Thursday, July 14, 2011

The Abused

My Darling,
You have a life of fun and freedom, yet I am being locked away. I am being kept chained up at the bottom of the stairs in your basement. It is so lonely here! I am so alone in this dark empty space, with nothing to console me but my never ending sorrow and self pity. Sweat-soaked and badly bruised, I have no life of my own, just your company to look forward to whenever you do decide to come and visit me. The only times you do come down to see me is to have your way with me. Pleasure and pain have become so synonymous that I can no longer tell the difference!
Am I to waste away in these chains forever just for your amusement and satisfaction? At what point did it come to this, that I would settle for a life of bondage, casting away my own freedom? We used to love one another and go do things with each other. What went wrong? Did I cause this?  When you bring friends over, I can hear them upstairs with all the parties, the laughter, everyone is having a good time. No one knows about me do they? Everyone on the outside is unaware of  what is really going on in your home. You put on such a good show! People look up to you in the outside world, not knowing who you really are!
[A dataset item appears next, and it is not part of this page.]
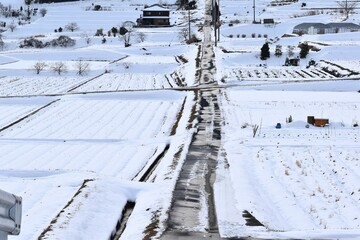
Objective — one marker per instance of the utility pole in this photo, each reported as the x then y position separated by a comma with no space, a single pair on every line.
189,24
214,19
254,21
218,19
It does not matter to me anymore anyway! Its been so long since I have seen the outside world, that I can barely remember it. I have come to enjoy our time together, and have grown to look forward to it! Some how my body has confused my mind into believing this pain you inflict upon me is really pleasure! I want to be chained! I want to be whipped, beaten, battered, and bruised! Have your way with me as often as you please! It has now become the only way I feel loved! My bruised heart and body have both become scared by marks of passion! I once had wanted to be set free from  these chains, but now these chains have become the only way I know you still care! Don't ever take your chains away from me! Now that my life is gone, I have now become comfortable living with the role I play in yours!